# Milestone 2

By December 15 you shall have implemented multiple baseline solutions to
your main text classification task. These should include both deep learning (DL) based methods
such as those introduced in Weeks 5-6 but also non-DL models such as those shown in Week 3.
Baselines can also include simple rule-based methods (e.g. keyword matching or regular expres-
sions).
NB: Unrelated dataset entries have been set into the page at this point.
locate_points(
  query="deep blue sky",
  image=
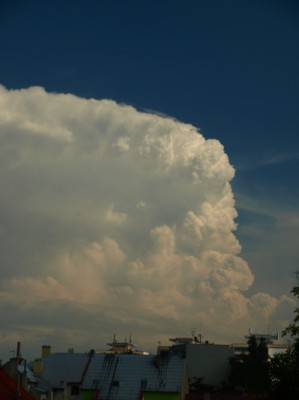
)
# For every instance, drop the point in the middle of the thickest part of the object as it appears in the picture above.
(228, 67)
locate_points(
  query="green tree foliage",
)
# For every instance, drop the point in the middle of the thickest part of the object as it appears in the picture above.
(284, 367)
(251, 371)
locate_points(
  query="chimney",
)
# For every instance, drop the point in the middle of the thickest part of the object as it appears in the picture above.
(18, 349)
(46, 351)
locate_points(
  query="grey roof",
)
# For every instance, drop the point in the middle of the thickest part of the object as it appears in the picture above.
(123, 376)
(60, 368)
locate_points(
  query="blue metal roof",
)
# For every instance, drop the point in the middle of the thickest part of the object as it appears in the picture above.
(60, 368)
(124, 376)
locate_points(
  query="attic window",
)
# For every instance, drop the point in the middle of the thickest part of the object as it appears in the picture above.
(74, 390)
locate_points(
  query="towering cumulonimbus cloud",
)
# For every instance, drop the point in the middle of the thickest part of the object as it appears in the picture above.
(113, 218)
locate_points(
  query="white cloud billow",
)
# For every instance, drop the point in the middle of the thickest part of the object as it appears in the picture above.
(125, 218)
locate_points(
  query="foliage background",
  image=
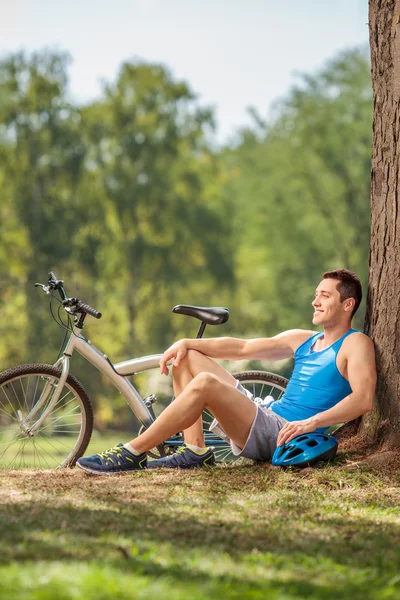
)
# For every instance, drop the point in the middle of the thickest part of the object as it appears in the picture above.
(137, 208)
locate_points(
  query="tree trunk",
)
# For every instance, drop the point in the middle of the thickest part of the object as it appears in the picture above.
(382, 321)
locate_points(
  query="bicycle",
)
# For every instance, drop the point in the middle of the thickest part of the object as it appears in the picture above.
(46, 417)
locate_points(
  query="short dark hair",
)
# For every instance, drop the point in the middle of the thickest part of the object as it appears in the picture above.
(349, 286)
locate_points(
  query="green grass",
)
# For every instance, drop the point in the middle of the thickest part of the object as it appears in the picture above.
(227, 532)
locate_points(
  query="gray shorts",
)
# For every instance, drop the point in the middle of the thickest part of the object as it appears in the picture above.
(261, 441)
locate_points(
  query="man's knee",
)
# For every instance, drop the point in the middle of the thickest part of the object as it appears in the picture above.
(190, 358)
(206, 383)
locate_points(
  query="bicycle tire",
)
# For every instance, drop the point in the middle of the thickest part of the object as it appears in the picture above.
(55, 424)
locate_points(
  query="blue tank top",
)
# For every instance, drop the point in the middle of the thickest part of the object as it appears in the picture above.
(316, 383)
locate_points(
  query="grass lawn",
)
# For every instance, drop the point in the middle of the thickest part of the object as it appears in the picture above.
(228, 532)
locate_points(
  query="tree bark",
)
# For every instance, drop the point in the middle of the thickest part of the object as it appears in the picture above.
(382, 322)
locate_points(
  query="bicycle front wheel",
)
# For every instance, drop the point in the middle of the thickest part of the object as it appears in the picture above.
(64, 434)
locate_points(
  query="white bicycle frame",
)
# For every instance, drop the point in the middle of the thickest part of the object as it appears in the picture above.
(115, 373)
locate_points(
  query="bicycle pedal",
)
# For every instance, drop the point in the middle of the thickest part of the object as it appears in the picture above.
(149, 400)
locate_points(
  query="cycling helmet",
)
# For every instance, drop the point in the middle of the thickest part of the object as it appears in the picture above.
(305, 450)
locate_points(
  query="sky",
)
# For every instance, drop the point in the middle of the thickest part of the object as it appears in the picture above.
(233, 53)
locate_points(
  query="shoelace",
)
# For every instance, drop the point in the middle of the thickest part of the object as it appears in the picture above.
(111, 452)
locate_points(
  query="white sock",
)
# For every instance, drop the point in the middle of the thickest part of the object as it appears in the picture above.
(131, 449)
(196, 449)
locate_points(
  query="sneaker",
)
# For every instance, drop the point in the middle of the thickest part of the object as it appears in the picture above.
(184, 458)
(112, 462)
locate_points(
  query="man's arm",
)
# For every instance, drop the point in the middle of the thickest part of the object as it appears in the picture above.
(361, 372)
(278, 347)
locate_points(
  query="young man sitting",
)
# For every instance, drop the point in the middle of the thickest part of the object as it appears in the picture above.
(333, 381)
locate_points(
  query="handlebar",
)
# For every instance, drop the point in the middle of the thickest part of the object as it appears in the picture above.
(71, 305)
(85, 308)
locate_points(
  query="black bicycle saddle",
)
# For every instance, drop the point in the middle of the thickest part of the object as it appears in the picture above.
(212, 315)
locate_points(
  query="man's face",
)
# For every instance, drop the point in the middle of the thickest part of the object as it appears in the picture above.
(327, 306)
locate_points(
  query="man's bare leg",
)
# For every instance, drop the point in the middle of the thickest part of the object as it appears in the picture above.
(192, 364)
(234, 411)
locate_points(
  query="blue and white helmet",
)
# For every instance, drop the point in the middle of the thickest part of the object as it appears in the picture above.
(305, 450)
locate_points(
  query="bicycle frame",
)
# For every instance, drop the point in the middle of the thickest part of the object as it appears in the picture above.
(115, 373)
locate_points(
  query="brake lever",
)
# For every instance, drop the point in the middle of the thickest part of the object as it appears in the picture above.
(46, 288)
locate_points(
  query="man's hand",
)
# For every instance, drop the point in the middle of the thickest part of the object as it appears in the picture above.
(294, 428)
(176, 353)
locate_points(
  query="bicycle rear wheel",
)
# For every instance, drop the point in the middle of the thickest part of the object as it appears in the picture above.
(62, 437)
(259, 383)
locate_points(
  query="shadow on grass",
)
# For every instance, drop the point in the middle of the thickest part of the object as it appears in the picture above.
(43, 532)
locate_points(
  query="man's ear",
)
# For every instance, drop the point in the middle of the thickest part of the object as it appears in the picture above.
(349, 304)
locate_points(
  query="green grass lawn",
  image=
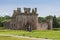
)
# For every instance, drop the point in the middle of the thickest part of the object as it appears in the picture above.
(51, 34)
(11, 38)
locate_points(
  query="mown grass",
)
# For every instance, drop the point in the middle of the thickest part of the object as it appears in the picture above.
(51, 34)
(11, 38)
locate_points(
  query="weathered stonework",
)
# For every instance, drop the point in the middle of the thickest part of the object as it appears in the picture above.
(27, 21)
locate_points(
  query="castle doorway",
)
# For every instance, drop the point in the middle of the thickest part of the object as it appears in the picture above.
(28, 27)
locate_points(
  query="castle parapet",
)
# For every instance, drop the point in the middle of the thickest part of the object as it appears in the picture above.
(27, 10)
(18, 10)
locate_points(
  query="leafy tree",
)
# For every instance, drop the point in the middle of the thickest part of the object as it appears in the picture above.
(49, 17)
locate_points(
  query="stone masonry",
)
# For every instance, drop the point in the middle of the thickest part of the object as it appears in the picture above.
(27, 20)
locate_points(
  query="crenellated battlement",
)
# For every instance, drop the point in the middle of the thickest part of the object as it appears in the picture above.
(26, 10)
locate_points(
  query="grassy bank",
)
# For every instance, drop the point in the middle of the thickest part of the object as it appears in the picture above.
(51, 34)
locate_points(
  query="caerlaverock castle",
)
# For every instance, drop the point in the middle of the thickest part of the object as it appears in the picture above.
(27, 20)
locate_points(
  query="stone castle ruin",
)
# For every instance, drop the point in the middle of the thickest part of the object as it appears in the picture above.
(27, 20)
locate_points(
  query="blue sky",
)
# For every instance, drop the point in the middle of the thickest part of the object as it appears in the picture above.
(45, 7)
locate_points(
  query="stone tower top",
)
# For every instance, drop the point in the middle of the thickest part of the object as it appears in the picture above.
(26, 11)
(19, 10)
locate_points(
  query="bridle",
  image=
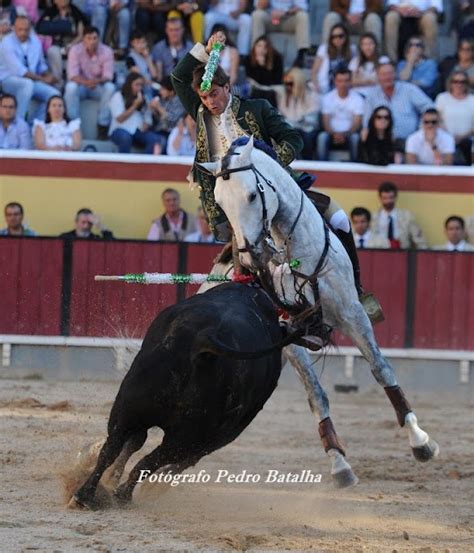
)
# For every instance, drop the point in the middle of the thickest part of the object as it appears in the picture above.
(261, 180)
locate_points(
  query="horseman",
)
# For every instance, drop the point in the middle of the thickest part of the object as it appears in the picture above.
(221, 118)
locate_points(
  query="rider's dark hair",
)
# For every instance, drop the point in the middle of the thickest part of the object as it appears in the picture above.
(358, 211)
(220, 77)
(456, 218)
(388, 186)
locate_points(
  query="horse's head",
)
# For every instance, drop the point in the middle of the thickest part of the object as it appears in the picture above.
(247, 197)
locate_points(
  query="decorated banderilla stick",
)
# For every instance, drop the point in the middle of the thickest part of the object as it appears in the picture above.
(173, 278)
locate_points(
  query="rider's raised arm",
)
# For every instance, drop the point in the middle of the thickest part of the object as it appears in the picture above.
(182, 77)
(288, 142)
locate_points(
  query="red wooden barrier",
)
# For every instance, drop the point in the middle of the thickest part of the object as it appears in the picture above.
(30, 286)
(444, 306)
(114, 308)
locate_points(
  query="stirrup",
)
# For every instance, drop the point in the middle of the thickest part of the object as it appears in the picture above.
(372, 307)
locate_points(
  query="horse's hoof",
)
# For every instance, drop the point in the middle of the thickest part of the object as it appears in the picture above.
(345, 478)
(80, 504)
(426, 452)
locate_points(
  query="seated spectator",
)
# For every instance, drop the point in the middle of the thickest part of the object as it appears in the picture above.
(204, 234)
(431, 145)
(342, 111)
(182, 139)
(462, 61)
(171, 49)
(456, 109)
(90, 73)
(116, 12)
(455, 230)
(16, 226)
(264, 70)
(230, 59)
(337, 52)
(150, 17)
(300, 106)
(167, 108)
(57, 132)
(23, 69)
(14, 132)
(233, 15)
(175, 224)
(363, 236)
(395, 224)
(357, 15)
(416, 68)
(378, 147)
(131, 118)
(363, 66)
(65, 23)
(405, 100)
(84, 221)
(139, 60)
(285, 16)
(406, 18)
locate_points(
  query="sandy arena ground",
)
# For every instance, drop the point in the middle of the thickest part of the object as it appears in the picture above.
(399, 504)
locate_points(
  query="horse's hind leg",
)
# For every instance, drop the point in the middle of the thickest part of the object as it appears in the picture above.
(318, 401)
(133, 444)
(84, 497)
(359, 328)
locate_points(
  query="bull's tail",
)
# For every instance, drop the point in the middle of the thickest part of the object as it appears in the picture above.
(209, 343)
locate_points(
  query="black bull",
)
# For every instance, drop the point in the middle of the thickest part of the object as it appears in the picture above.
(187, 380)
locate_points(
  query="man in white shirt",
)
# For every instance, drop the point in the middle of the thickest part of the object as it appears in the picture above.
(342, 110)
(363, 236)
(406, 18)
(284, 16)
(397, 225)
(455, 230)
(430, 145)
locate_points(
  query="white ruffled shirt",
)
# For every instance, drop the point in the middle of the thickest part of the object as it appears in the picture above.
(58, 134)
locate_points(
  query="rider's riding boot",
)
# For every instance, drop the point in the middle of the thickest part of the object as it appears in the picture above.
(368, 301)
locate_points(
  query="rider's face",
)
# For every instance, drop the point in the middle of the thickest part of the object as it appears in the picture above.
(216, 99)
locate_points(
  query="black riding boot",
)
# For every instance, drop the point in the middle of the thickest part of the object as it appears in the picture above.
(347, 240)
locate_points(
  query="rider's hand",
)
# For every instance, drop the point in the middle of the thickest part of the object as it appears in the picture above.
(216, 37)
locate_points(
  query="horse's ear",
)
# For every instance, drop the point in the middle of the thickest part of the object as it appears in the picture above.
(211, 167)
(245, 153)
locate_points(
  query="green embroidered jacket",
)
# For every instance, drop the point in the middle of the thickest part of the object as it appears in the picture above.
(256, 117)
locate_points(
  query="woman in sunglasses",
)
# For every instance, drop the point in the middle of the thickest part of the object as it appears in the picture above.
(338, 51)
(378, 148)
(430, 145)
(456, 109)
(416, 68)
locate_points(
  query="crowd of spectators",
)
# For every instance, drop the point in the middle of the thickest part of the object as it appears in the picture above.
(389, 227)
(374, 87)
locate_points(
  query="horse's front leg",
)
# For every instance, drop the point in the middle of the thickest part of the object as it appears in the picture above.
(341, 470)
(357, 326)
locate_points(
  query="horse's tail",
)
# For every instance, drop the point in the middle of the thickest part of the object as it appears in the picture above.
(207, 342)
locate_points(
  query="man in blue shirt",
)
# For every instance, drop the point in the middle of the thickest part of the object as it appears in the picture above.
(23, 69)
(406, 101)
(15, 133)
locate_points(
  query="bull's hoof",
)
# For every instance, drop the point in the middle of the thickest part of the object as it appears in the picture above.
(81, 504)
(426, 452)
(345, 478)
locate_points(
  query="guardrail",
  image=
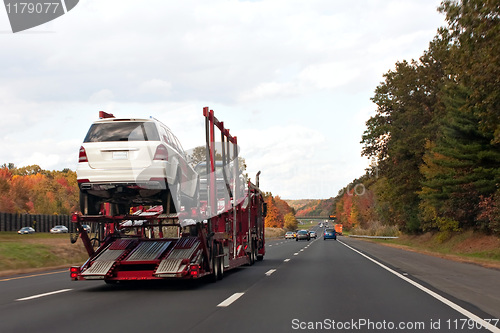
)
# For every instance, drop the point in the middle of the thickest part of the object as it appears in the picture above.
(41, 223)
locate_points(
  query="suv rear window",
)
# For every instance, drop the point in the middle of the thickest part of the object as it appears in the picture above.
(122, 131)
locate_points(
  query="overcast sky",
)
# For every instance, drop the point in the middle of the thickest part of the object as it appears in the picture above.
(292, 79)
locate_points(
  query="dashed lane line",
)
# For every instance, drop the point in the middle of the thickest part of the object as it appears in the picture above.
(228, 301)
(43, 295)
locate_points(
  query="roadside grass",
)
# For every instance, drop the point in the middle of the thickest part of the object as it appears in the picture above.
(377, 229)
(39, 250)
(466, 246)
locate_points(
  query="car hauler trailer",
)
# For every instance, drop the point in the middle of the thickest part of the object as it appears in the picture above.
(218, 235)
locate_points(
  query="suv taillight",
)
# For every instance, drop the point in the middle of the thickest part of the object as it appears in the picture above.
(82, 157)
(161, 153)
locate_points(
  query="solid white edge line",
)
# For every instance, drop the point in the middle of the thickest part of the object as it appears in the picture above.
(42, 295)
(230, 300)
(452, 305)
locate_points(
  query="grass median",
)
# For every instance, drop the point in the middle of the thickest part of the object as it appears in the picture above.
(27, 253)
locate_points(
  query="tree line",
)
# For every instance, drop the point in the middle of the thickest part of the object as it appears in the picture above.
(435, 138)
(279, 213)
(32, 190)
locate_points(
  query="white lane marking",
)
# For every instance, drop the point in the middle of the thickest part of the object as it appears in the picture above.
(452, 305)
(230, 300)
(34, 275)
(42, 295)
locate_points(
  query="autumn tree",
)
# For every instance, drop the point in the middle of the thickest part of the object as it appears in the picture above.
(274, 218)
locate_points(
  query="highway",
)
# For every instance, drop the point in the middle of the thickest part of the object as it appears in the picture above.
(346, 285)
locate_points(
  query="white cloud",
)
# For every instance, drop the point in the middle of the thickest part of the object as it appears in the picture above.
(291, 78)
(156, 87)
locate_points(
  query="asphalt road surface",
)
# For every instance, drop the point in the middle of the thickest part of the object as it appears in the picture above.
(343, 286)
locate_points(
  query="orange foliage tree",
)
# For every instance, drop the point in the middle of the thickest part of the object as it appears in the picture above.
(35, 191)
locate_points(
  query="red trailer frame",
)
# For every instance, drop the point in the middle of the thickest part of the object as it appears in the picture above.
(205, 241)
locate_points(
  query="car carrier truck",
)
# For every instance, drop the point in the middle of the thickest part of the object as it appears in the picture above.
(154, 243)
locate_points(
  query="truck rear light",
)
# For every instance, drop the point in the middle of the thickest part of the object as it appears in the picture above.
(194, 271)
(161, 153)
(74, 271)
(82, 157)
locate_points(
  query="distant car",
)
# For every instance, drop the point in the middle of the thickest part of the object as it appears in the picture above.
(59, 229)
(303, 234)
(329, 234)
(26, 230)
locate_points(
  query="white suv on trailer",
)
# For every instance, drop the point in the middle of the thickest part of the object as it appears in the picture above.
(132, 162)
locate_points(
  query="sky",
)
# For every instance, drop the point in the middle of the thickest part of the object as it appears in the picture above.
(292, 79)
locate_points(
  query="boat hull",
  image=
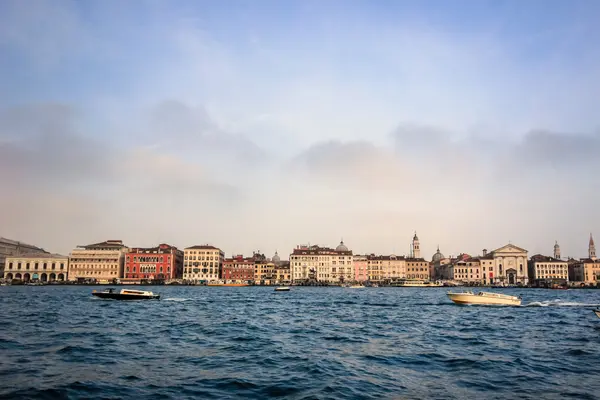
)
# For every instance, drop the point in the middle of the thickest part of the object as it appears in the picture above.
(119, 296)
(469, 298)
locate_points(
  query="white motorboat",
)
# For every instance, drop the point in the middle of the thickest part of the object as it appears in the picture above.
(488, 298)
(126, 294)
(411, 283)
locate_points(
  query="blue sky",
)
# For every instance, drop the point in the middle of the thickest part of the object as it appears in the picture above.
(295, 96)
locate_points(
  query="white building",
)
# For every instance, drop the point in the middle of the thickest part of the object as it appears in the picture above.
(202, 263)
(42, 267)
(548, 269)
(322, 264)
(507, 264)
(101, 262)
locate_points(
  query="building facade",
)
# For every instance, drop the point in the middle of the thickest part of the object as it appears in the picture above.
(468, 271)
(322, 264)
(163, 262)
(417, 269)
(43, 267)
(386, 268)
(283, 273)
(102, 262)
(547, 270)
(202, 263)
(360, 268)
(238, 269)
(506, 265)
(10, 247)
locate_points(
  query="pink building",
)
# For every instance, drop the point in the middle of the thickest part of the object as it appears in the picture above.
(360, 268)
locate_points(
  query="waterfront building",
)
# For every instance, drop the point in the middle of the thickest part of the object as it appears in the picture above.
(238, 269)
(437, 262)
(417, 268)
(202, 263)
(544, 270)
(283, 273)
(468, 270)
(415, 247)
(102, 262)
(322, 264)
(507, 264)
(264, 270)
(556, 252)
(164, 262)
(360, 268)
(43, 267)
(386, 268)
(587, 271)
(10, 247)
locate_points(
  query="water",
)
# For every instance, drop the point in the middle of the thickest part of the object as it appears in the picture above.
(309, 343)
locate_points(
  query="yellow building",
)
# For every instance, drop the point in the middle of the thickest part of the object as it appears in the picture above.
(417, 268)
(385, 268)
(202, 263)
(102, 262)
(283, 273)
(44, 267)
(467, 271)
(548, 269)
(322, 264)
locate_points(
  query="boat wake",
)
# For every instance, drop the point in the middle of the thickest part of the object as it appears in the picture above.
(559, 303)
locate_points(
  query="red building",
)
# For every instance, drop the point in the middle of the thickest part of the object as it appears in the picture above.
(163, 262)
(238, 268)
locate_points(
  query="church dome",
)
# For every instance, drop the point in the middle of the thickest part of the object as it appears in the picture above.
(341, 247)
(437, 256)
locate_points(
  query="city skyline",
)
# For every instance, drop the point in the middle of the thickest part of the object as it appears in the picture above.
(265, 125)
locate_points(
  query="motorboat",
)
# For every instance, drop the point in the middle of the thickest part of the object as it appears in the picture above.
(416, 283)
(126, 294)
(488, 298)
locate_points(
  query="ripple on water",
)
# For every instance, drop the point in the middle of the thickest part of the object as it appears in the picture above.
(313, 343)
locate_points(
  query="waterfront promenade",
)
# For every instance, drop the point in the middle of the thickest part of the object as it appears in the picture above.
(310, 343)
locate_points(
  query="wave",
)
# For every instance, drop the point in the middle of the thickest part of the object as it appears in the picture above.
(560, 303)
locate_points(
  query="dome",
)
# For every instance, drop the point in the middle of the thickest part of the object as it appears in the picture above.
(437, 256)
(341, 247)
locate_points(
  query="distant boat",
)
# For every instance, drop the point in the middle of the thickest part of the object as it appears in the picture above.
(488, 298)
(126, 294)
(417, 284)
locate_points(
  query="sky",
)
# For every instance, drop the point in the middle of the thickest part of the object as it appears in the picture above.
(262, 125)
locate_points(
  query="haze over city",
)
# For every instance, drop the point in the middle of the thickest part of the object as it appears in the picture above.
(263, 125)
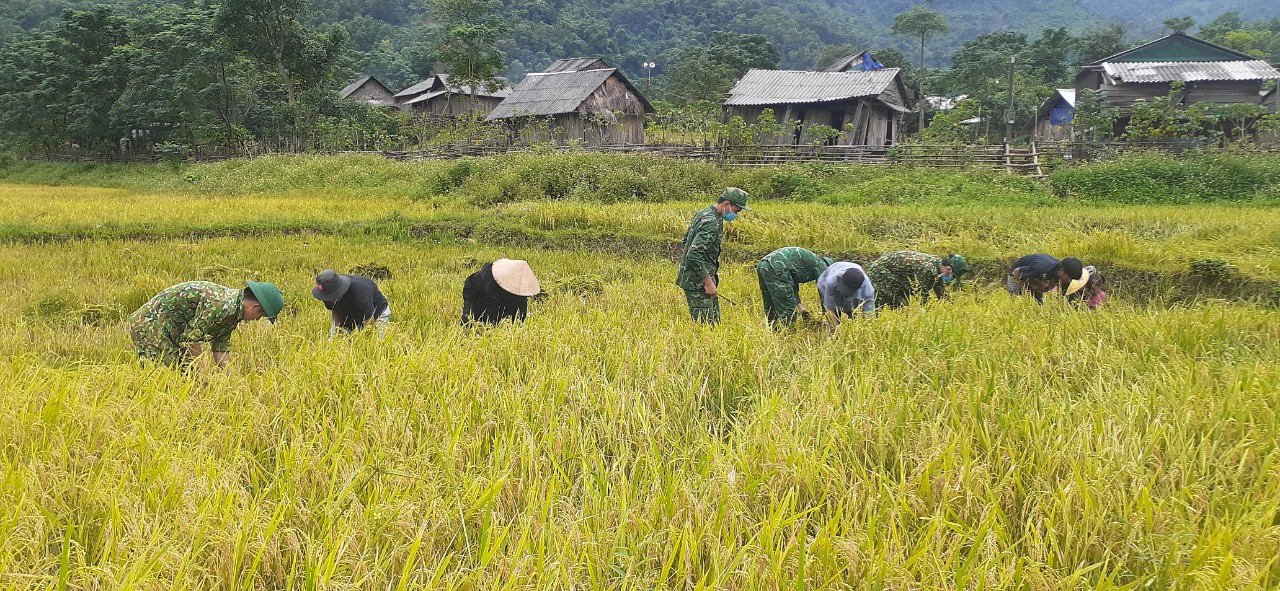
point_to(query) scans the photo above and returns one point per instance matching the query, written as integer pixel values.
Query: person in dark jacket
(352, 299)
(1037, 274)
(498, 291)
Each baseline should be evaluated both quantitatively and qualitatively, more details will
be provided in the lecture on text classification (Week 3)

## Load modules

In [1]:
import os
import pandas as pd
import conllu
from collections import Counter
from sklearn.feature_extraction.text import TfidfVectorizer
from sklearn.naive_bayes import MultinomialNB
from sklearn.model_selection import train_test_split, GridSearchCV
from sklearn.naive_bayes import MultinomialNB
from sklearn.neighbors import KNeighborsClassifier
from sklearn.ensemble import RandomForestClassifier
from sklearn.svm import SVC
from sklearn.linear_model import LogisticRegression
from sklearn.metrics import classification_report, accuracy_score

## Load files

In [2]:
# Load the entire .conllu file into a Python variable
conllu_data = []
with open('Data/preprocessed_dataset.conllu', 'r', encoding='utf-8') as f:
    for line in f:
        conllu_data.append(line.strip())

# Display a sample of the loaded data (e.g., first 5 lines)
print("\n".join(conllu_data[:10]))

anns = pd.read_table('Data/annotations.txt', header=None)

# sent_id = 0_0
# text = And this Conservative strategy has produced the angry and desperate wing-nuts like the fellow who called reporters 'lying pieces of Sh*t' this week.
1	And	and	CCONJ	CC	_	None	None	_	_
2	this	this	DET	DT	Number=Sing|PronType=Dem	None	None	_	_
3	Conservative	Conservative	ADJ	JJ	Degree=Pos	None	None	_	_
4	strategy	strategy	NOUN	NN	Number=Sing	None	None	_	_
5	has	have	AUX	VBZ	Mood=Ind|Number=Sing|Person=3|Tense=Pres|VerbForm=Fin	None	None	_	_
6	produced	produce	VERB	VBN	Tense=Past|VerbForm=Part	None	None	_	_
7	the	the	DET	DT	Definite=Def|PronType=Art	None	None	_	_
8	angry	angry	ADJ	JJ	Degree=Pos	None	None	_	_


Format of sent_id : X_Y

Where X is the id of the comment, while Y is the id of the sentence.

Example : 2_3 means it's comment with id 2 and its 3rd sentence.

## First experiment: use of Naive Bayes classification (with original and pre-processed text)

1. Extraction of the comment only
2. Vectorization
3. Splitting into training and testing data
4. Training the model using different parameters
5. Evaluating the model

In [3]:
def extract_original_text(file_path):
    """
    Load the .conllu file and group sentences by comment ID, returning a list of concatenated texts.
    """
    comments_list = []
    current_comment_id = None
    current_text = []

    with open(file_path, 'r', encoding='utf-8') as f:
        for line in f:
            line = line.strip()
            
            if line.startswith('# sent_id ='):
                # Extract the comment ID (X) from 'sent_id = X_Y'
                sent_id = line.split('=')[1].strip()
                comment_id = sent_id.split('_')[0]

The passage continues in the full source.